A sofa, a blanket and a big jug of ice. In the head a storm of dense clouds and the feeling that in this soft corner is the only place away from earthquakes, bombs, attacks or other emotional disasters.
It is the cold and sweet taste of ice cream, facing the warmth of the blanket, which serves as ink to write the first and simple attempt at reconciliation with the world. A ferry where it is possible to identify and recalibrate all threatened ones. Plans that, many or few, were certainly important.
- Ice is one of the most powerful anti-inflammatory and anesthetics we know.

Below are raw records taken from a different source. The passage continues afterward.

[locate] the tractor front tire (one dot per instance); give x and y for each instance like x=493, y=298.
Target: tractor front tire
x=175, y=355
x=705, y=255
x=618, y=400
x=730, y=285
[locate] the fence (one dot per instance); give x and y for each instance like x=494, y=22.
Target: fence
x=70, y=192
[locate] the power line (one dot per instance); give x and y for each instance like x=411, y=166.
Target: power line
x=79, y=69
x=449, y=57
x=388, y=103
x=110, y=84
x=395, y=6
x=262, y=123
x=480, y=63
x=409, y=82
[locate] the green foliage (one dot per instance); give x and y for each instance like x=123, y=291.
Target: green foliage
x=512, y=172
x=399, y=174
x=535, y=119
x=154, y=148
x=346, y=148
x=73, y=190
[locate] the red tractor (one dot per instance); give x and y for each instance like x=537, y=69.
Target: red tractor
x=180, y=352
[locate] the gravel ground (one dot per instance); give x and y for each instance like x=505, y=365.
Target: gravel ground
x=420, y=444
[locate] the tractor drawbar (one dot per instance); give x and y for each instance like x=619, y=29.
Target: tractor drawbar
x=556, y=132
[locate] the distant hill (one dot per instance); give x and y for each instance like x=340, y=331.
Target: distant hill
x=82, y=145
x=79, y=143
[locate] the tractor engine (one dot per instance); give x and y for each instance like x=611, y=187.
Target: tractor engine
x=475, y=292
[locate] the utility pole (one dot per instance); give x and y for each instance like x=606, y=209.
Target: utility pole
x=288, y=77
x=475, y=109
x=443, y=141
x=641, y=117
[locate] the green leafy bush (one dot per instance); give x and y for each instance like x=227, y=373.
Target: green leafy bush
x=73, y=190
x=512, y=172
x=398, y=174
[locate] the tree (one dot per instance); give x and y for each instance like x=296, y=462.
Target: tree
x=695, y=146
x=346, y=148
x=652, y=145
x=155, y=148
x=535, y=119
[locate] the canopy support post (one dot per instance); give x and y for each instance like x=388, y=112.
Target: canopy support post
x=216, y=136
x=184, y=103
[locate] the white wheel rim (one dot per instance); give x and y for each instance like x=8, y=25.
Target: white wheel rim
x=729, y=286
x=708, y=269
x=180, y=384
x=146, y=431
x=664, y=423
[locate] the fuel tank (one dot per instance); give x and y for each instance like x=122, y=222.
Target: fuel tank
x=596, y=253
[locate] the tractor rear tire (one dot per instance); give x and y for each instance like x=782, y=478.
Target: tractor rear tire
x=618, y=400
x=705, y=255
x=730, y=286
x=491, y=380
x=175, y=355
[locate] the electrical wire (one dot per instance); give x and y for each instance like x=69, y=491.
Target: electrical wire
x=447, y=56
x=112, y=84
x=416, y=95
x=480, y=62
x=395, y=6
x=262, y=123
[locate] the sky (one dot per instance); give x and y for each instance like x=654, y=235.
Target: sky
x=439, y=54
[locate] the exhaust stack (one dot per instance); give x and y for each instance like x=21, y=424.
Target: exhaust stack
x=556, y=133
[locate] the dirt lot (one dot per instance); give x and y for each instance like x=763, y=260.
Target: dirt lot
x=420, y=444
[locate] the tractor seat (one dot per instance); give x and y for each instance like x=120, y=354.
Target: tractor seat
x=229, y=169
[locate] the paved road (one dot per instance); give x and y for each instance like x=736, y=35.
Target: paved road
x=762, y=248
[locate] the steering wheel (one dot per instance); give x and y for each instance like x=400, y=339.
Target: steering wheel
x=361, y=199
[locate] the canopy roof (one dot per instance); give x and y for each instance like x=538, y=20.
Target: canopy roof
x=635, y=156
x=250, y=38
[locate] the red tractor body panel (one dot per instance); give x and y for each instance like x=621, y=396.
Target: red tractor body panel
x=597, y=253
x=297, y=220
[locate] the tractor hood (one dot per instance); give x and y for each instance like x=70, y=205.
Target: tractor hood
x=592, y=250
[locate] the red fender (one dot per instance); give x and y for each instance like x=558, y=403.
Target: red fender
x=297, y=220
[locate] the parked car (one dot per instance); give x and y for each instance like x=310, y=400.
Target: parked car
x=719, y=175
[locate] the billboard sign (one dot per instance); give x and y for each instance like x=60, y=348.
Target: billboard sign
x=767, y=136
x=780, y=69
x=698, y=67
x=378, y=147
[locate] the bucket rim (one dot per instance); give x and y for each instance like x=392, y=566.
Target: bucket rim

- When your feet are cold it’s like you don’t even feel them.
- When we have a muscle injury the first thing they recommend is ice to reduce inflammation.
- Preventing blood from focusing more on the injured area.
Taking distance, getting out of this “hot” state, also allows us to cut off a torrent of incessant thoughts that only increase the size and exaggeration of our emotional wound. In addition, getting out of conflict situations, in which we feel that the dynamics of the environment that are driving us, also prevent us from saying what we do not mean, or at least saying it with anger or carelessness.
If you think of all the words you uttered and then repented, most of them were certainly in a warm state, amid that inertia we talked about earlier, a boredom or sadness that sometimes blinds you and eliminates care and affection in the way you express yourself.
If we keep ice permanently in a muscle wound, the blood will not enter, and therefore this tissue will not receive the nutrients needed to heal. The same goes for emotional vacations: cold ice is good for the first afternoon, for the first few hours, and then it’s warm, rewarding human contact that can best help us heal this wound.
Same contact with ourselves, a look inside us, that we take a while without observing because it scares us, in fact, if we keep it cold, the worry and sadness remain: they live in us, then it will be more difficult to get them out. . Hence the importance of having a social circle that listens to us and is part of our social immune system.
Our mind, so wonderful and magical, works this way, it has adaptation mechanisms when used in a limited space of time, such as the denial of the loss of a loved one, but that become counterproductive when threaten to settle in perpetuity. any disconnection from reality must have an expiration date so that the revenue you offer us in the short term is not exceeded by the loss of its maintenance.
We use the afternoon analogy in pajamas, with a sofa and ice cream, but there are more subtle escapes such as the long walks in solitude or the irritability with which we try to retain everything that tries to get close. We’re not really angry, but we don’t want anyone to give us back what we’re at war with.
We don’t want to put up with that, that’s where guilt adds up, because we don’t know how to do it nobody has taught us to ask for space and if we’ve been taught, some people understand that under this demand lies exactly the opposite, so emotional intelligence resides in subtle people, because they are nuances and patterns that bend to get to the breaking point , use it in your favor and think that when the ice runs out, it’s time to go. Go back to the world and not buy another one.